Ce livret est plein d'idées pour réduire la violence. Peut-être y trouverez-vous de bonnes idées pour votre école. Essayez-les. Adaptez-les. Pensez à unir vos efforts pour assurer la sécurité de nos écoles. Vous êtes vraiment la clé de la solution!

Stuart Auty

P.S. : Si vous avez des suggestions ou voulez des renseignements, communiquez avec moi à l'adresse et au numéro suivants :

5050 rue Yonge
North York ON
Canada M2N 5N8
Tél. :  (416) 395-8326
Fax : (416) 395-4508


Former un comité sur la sur la sécurité à l'école

Le plein d'énergie

On peut faire plein de choses pour combattre la violence à l'école. Sans aide, on est impuissant, mais à plusieurs, on peut déplacer des montagnes. Mettez donc vos énergies en commun pour élaborer des projets et mener des activités. Et un comité d'élèves sur la sécurité à l'école constitue le groupe idéal pour faire le plein d'énergie!

Comme il n'y a pas de structure prédéterminée pour un tel comité, vous êtes libres de le façonner à votre goût! La direction de l'école, d'autres élèves, le personnel d'administration et d'enseignement, des membres de la police, de la communauté et des entreprises peuvent vous y aider. Ensuite, à vous de décider du fonctionnement et des objectifs!

Comité, au travail!

Rappelez-vous que le but d'un comité d'élèves sur la sécurité à l'école est d'éliminer la violence et que c'est à vous de décider du chemin à prendre. Même s'il n'y a pas de formule particulière ou de règlements définis,voici des suggestions utiles pour faire fonctionner votre comité.

Soyez englobant Les comités d'élèves sur la sécurité à l'école peuvent fonctionner à n'importe quel échelon du système scolaire à partir de la maternelle. Les tâches et activités peuvent être adaptées aux élèves des différentes années. Assurez-vous que toutes les années d'études sont représentées, mais rappelez-vous que le but demeure le même – des écoles sans violence.

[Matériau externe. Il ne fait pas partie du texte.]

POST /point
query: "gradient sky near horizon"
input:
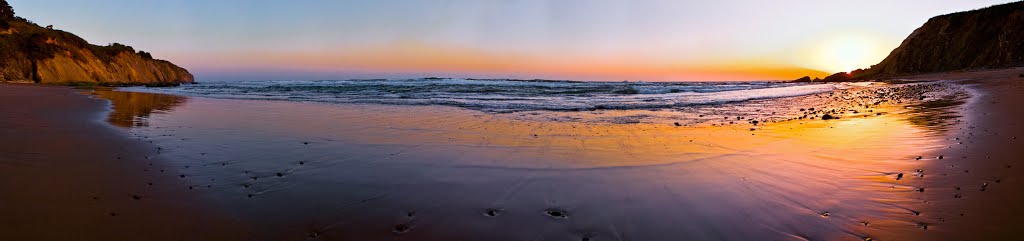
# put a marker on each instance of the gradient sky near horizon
(552, 39)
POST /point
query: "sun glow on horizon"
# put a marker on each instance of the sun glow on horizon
(847, 51)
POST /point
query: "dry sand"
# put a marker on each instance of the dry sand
(299, 171)
(66, 174)
(976, 191)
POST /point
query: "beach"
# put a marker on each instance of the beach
(110, 164)
(67, 174)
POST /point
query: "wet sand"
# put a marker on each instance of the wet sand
(318, 171)
(66, 174)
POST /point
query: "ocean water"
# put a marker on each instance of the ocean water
(502, 95)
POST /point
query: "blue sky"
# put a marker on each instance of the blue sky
(565, 39)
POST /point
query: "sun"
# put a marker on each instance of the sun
(844, 52)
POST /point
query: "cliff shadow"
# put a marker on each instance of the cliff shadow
(134, 109)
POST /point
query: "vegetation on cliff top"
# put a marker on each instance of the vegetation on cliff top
(24, 45)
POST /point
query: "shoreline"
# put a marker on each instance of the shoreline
(974, 192)
(65, 174)
(913, 214)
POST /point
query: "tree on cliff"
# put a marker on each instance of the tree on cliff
(6, 14)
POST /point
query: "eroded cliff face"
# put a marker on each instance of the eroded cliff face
(33, 53)
(125, 68)
(987, 38)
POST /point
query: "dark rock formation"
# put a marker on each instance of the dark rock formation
(987, 38)
(33, 53)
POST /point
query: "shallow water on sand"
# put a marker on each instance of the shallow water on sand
(372, 171)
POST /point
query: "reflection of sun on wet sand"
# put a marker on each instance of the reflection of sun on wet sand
(298, 168)
(132, 109)
(918, 166)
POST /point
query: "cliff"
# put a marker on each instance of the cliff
(31, 52)
(982, 39)
(987, 38)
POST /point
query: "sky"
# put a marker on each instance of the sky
(611, 40)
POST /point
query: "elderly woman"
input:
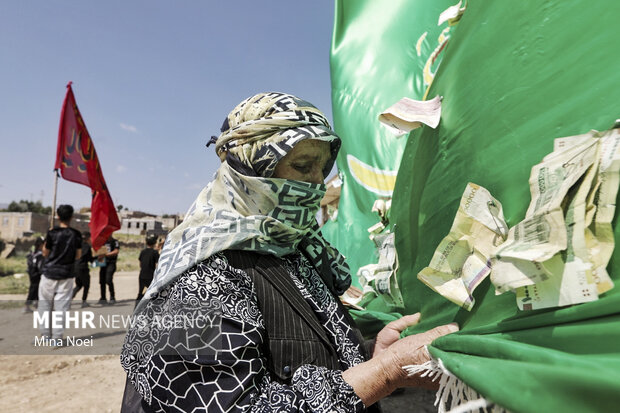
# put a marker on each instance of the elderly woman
(251, 257)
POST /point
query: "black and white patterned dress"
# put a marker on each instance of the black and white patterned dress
(237, 379)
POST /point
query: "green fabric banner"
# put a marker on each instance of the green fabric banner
(514, 76)
(374, 63)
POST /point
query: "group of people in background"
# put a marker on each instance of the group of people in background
(65, 254)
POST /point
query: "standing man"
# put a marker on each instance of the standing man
(148, 262)
(106, 273)
(82, 272)
(62, 247)
(35, 265)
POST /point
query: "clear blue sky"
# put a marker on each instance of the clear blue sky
(153, 81)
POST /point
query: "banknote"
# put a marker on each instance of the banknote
(460, 262)
(558, 291)
(408, 114)
(599, 234)
(542, 233)
(571, 279)
(380, 278)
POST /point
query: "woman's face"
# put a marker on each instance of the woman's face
(305, 162)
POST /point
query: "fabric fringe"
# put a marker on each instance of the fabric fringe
(453, 396)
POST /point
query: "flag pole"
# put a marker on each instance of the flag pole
(54, 199)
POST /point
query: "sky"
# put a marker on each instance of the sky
(153, 81)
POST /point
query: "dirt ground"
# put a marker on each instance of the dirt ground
(63, 382)
(94, 383)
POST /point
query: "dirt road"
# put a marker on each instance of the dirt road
(95, 382)
(62, 382)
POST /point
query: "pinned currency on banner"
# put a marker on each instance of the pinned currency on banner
(586, 196)
(408, 114)
(380, 278)
(460, 262)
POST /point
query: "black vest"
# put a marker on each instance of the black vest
(294, 334)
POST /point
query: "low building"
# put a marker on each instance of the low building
(142, 226)
(15, 225)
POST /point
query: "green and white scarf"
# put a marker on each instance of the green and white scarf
(244, 208)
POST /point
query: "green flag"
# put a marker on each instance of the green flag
(374, 63)
(514, 76)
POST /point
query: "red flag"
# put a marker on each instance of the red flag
(77, 161)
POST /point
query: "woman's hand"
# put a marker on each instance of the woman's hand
(411, 350)
(384, 373)
(391, 332)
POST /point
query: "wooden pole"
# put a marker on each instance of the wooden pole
(56, 174)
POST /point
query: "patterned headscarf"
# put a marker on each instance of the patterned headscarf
(244, 208)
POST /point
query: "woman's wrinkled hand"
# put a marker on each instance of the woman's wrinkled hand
(391, 332)
(408, 350)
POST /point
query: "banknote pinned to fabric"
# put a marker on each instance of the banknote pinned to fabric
(558, 254)
(408, 114)
(460, 262)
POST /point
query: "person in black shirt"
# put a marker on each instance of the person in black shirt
(35, 265)
(148, 262)
(63, 245)
(106, 273)
(82, 272)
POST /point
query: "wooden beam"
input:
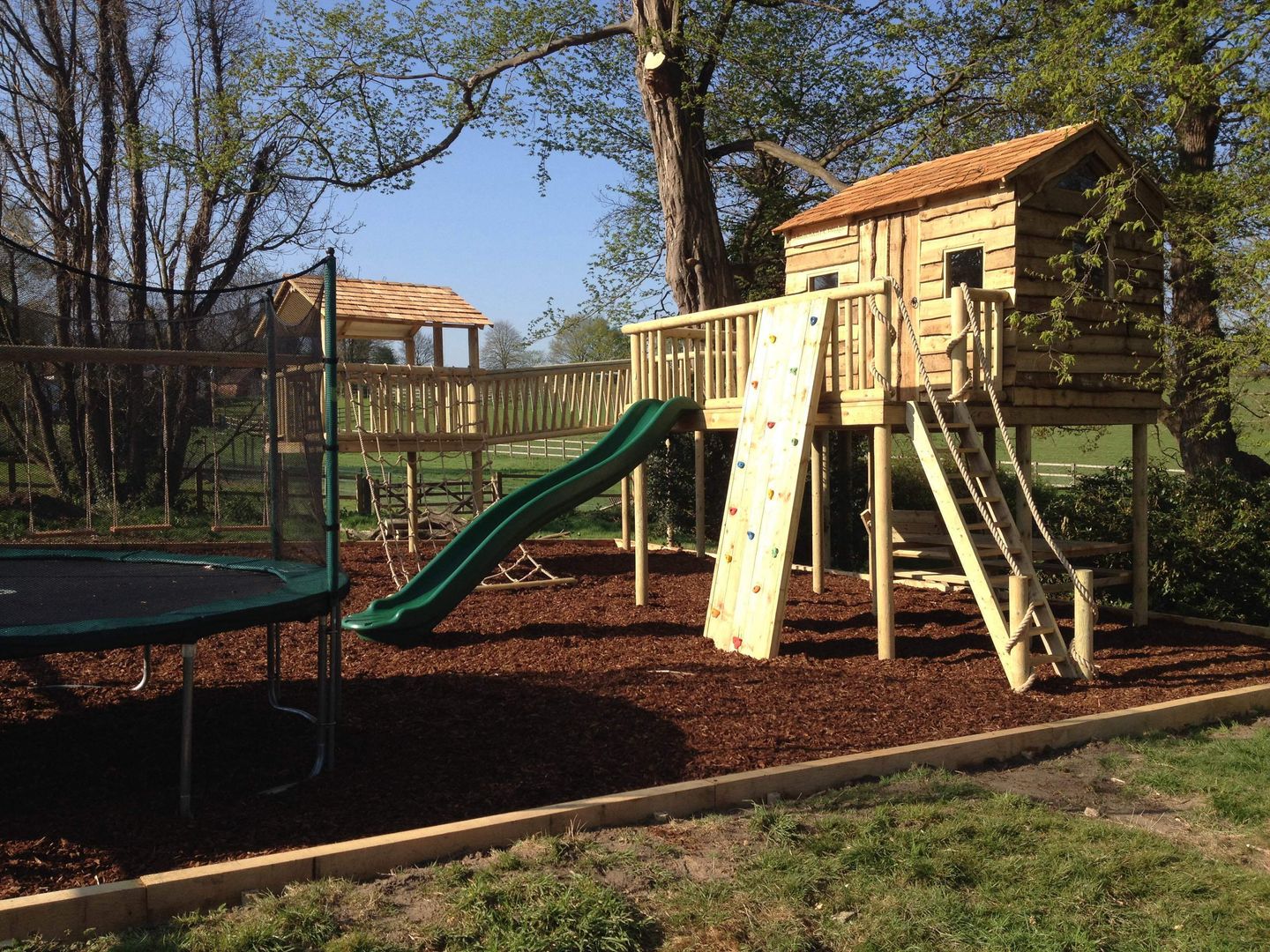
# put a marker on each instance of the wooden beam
(884, 568)
(1139, 524)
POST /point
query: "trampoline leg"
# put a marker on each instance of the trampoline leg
(145, 669)
(187, 725)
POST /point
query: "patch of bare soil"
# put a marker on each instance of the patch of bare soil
(521, 698)
(1085, 781)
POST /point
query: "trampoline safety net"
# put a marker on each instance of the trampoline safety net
(149, 418)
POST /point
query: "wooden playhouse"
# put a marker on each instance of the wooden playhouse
(903, 294)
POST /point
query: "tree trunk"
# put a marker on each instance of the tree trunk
(1200, 413)
(696, 257)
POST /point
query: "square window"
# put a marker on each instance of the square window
(963, 267)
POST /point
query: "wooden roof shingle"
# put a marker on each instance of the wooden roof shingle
(377, 310)
(938, 176)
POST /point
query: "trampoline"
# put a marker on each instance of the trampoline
(58, 599)
(158, 426)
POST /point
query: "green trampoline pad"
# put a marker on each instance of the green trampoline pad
(54, 599)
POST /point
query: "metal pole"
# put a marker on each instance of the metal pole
(271, 405)
(334, 674)
(187, 725)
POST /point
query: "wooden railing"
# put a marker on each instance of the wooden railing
(706, 355)
(476, 407)
(553, 401)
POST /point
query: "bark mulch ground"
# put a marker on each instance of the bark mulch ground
(522, 698)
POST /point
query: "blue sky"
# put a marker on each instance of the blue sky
(476, 222)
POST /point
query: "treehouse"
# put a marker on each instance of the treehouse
(952, 300)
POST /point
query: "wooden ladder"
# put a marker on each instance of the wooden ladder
(990, 516)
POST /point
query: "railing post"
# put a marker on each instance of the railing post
(957, 354)
(1019, 669)
(1082, 608)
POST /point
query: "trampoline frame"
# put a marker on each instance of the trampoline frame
(315, 589)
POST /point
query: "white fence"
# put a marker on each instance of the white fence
(1064, 473)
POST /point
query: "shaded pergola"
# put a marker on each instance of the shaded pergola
(384, 310)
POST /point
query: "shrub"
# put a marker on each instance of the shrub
(1208, 536)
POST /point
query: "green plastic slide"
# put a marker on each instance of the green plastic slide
(407, 617)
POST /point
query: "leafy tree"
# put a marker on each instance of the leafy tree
(504, 348)
(133, 144)
(588, 339)
(709, 107)
(1184, 86)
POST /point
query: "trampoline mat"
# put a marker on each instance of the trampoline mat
(89, 600)
(70, 591)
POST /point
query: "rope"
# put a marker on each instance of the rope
(977, 496)
(1024, 482)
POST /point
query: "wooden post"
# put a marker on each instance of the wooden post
(412, 472)
(1139, 524)
(625, 489)
(883, 564)
(818, 512)
(698, 465)
(1082, 641)
(476, 423)
(1020, 655)
(957, 325)
(1022, 514)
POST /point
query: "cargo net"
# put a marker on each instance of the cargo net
(140, 415)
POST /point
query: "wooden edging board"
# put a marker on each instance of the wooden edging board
(159, 896)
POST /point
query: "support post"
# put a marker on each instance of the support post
(412, 472)
(1020, 655)
(884, 569)
(698, 502)
(625, 489)
(640, 536)
(1082, 639)
(187, 726)
(818, 512)
(1022, 514)
(476, 421)
(957, 355)
(1139, 524)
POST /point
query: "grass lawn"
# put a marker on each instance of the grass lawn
(923, 859)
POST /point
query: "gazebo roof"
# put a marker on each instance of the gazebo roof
(376, 310)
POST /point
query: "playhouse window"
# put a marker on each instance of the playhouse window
(1093, 276)
(1084, 175)
(963, 267)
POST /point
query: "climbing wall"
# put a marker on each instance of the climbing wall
(765, 490)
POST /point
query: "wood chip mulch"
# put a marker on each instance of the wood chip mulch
(522, 698)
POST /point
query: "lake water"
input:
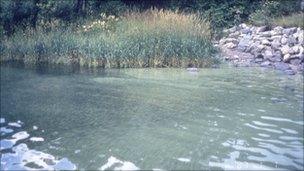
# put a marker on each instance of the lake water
(227, 118)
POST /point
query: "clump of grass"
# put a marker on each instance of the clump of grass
(154, 38)
(293, 20)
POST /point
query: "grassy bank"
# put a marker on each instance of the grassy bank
(154, 38)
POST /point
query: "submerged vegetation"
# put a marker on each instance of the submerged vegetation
(153, 38)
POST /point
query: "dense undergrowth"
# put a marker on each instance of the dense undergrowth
(153, 38)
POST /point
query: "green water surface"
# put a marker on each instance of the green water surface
(226, 118)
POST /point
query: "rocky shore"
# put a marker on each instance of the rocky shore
(279, 48)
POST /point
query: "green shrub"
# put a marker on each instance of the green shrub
(274, 9)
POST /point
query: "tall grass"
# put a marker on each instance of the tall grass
(154, 38)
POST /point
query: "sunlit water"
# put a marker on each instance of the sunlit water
(227, 118)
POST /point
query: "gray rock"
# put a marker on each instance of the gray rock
(285, 49)
(278, 37)
(268, 54)
(228, 40)
(288, 57)
(289, 31)
(276, 32)
(265, 64)
(277, 56)
(281, 66)
(276, 44)
(265, 34)
(291, 40)
(233, 29)
(261, 29)
(278, 28)
(284, 40)
(234, 34)
(289, 72)
(244, 43)
(296, 48)
(243, 25)
(230, 45)
(246, 30)
(266, 42)
(295, 61)
(300, 37)
(258, 59)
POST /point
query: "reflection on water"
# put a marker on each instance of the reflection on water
(15, 154)
(151, 119)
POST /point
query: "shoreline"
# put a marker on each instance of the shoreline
(278, 48)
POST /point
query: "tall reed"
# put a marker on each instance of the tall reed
(153, 38)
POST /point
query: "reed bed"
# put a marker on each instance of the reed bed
(153, 38)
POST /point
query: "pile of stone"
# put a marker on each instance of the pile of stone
(280, 48)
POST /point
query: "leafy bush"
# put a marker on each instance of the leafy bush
(294, 20)
(273, 9)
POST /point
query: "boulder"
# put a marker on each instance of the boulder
(266, 42)
(234, 34)
(243, 25)
(230, 45)
(261, 29)
(268, 54)
(290, 72)
(276, 44)
(246, 30)
(228, 40)
(284, 40)
(291, 40)
(258, 60)
(265, 64)
(233, 29)
(265, 34)
(285, 49)
(289, 31)
(281, 66)
(295, 61)
(276, 32)
(296, 48)
(244, 43)
(289, 57)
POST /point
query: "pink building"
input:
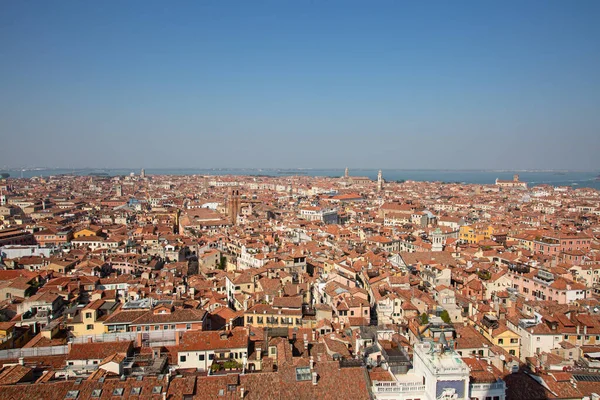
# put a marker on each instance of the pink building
(543, 285)
(557, 243)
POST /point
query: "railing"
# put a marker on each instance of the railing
(151, 336)
(398, 387)
(487, 386)
(33, 352)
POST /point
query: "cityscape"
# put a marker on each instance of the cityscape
(280, 200)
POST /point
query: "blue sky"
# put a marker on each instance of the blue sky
(372, 84)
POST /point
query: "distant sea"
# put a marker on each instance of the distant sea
(574, 179)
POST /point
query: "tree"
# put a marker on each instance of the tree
(445, 316)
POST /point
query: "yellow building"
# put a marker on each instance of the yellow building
(498, 333)
(90, 319)
(263, 315)
(91, 231)
(475, 233)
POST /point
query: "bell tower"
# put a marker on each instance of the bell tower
(234, 206)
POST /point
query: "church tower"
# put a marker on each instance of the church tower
(437, 240)
(234, 206)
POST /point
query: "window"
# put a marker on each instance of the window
(303, 374)
(156, 389)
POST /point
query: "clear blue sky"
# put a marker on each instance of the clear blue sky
(373, 84)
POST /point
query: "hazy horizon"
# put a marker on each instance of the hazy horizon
(463, 85)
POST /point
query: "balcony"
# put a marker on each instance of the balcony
(398, 387)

Allez chercher votre monde Les membres de votre comité sont essentiels au succès de votre entreprise. Ne rejetez personne. Acceptez bien sûr les volontaires, mais recrutez encore et encore. Et pas seulement auprès des élèves déjà conscients des problèmes de violence à l'école, mais auprès des autres, qui ne ressentent pas d'emblée le besoin de se joindre au comité. La perspective de chaque membre jette une lumière nouvelle sur les pro-blèmes et vous rapproche des solutions possibles.

Créez des partenariats La communauté, l'administration et le personnel enseignant peuvent peut-être vous être utiles. C'est à vous de décider qui fera partie de votre comité, mais ne négligez pas les conseils qu'on peut vous offrir.

Répartissez-vous les tâches Votre comité aura beaucoup à faire pour combattre la violence. Il sera plus fort et accomplira davantage si vous établissez des sous-comités pour différentes tâches. Les petits groupes peuvent ensuite se rapporter au comité plénier.

La satisfaction du travail accompli

Au bout du compte, si vous visez juste et tirez parti des idées de votre comité d'élèves sur la sécurité à l'école, vous tenez la clé du succès de votre entreprise. La satisfaction du travail accompli sera le carburant de votre comité.

Vous atteindrez plus aisément vos objectifs en suivant les conseils que voici :

En route pour la gloire Le succès entraîne le succès. Mais pour cela, il faut y aller molo. Rien ne sert de se casser les dents sur des projets trop ambitieux. Commencez d'abord par les projets les plus simples, puis, avec l'expérience, attaquez-vous aux « gros morceaux ».

Fixez-vous des buts Si vous ne savez pas ce que vous voulez accomplir, vous aurez du mal à savoir où vous arrêter. Transformez vos idées générales en objectifs précis. Assurez-vous que tout le monde comprend et accepte les buts fixés.

Chacun son métier... Chaque personne a ses points forts. Encouragez les membres de votre comité à mettre leurs compétences de l'avant et faites une place à chacun et chacune dans votre équipe.

Faites connaître vos attentes Assurez-vous que les membres de votre comité savent quoi faire et quand le faire. Documentez la marche des activités et faites le point en groupe. Chacun et chacune devrait être prêt à donner des idées et à participer aux tâches.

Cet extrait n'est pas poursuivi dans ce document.